What to expect from a knee replacement surgery?
Before the knee replacement procedure
Knee replacement surgery is a major operation that is performed under the effects of anesthesia. The choice might be general anesthesia, which makes the patient completely unconscious during the surgery, or spinal anesthesia, with which the patient remains awake but does not feel pain from the waist down. The right type is determined on the basis of the doctor’s recommendation and personal preference.
The patient also receives intravenous antibiotics before, during, and after the procedure in order to prevent post-surgical infection. Sometimes, a nerve block is also administered around the knee to numb it. The doctor will discuss and ask about the medications the patient is taking and if they can raise the risk of surgery or postoperative complications, advise them to stop taking those medications.

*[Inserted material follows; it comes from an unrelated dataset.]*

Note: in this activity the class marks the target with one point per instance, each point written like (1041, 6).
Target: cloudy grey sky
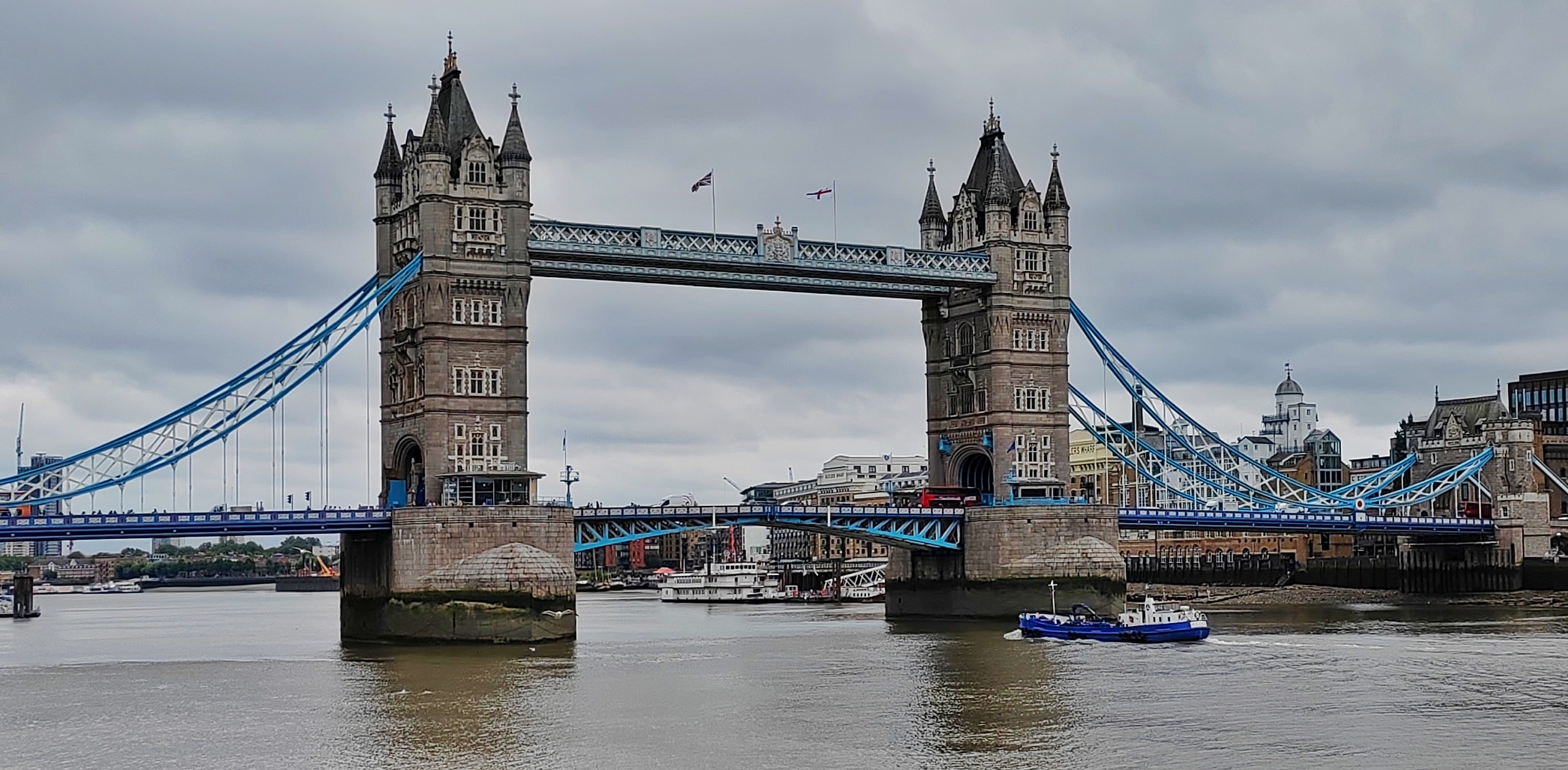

During the knee replacement procedure
The total knee replacement can be performed with either Cruciate retaining or posterior stabilized approach, depending on the patient’s needs.
The surgeon then makes the incision to expose the kneecap and the joint bones. The damaged joint is cut away with special instruments. The standard open approach involves a long incision while minimally invasive knee replacement is performed with small incisions. The latter results in less surgical trauma to tissues, faster recovery, shorter hospital stay and fewer chances of post-operative complications.
The joint surfaces are first prepared for the attachment of the parts of the artificial joint. The metal femoral and tibial implants are placed and fixed with the cement or press-fit method. Then a plastic button is inserted underneath the kneecap, also known as the patella.
This may require resurfacing the kneecap for to better fixation of the button.
The incision is closed with sutures. The surgeon may bend and rotate the knee, testing it to ensure proper function.
After the knee replacement procedure
The patient is moved to a recovery room after the surgery for a few hours. The medical team monitors the patient and once the effects of anesthesia subside, they are shifted to the inpatient hospital room.
Depending on the type and technique, the patient may get discharged from the hospital on the same day as surgery or stay for a couple of days. The doctors administer antibiotics and pain medications to control the pain and discomfort.
While in the hospital, the patient is encouraged to move the foot and ankle to increase blood flow to the leg muscles and prevent swelling and blood clots. Some patients are recommended to wear support hose or compression boots to further prevent swelling and clotting.
The physical therapy and medical team guide the patient to gradually move around and take small walks. Gradually, the activity level is increased to strengthen the muscles and improve the range of motion. After leaving the hospital, the patient has to continue physical therapy at home or at an outpatient facility.
It is important to do all the exercises regularly, as per the instructions and take care of the precautions.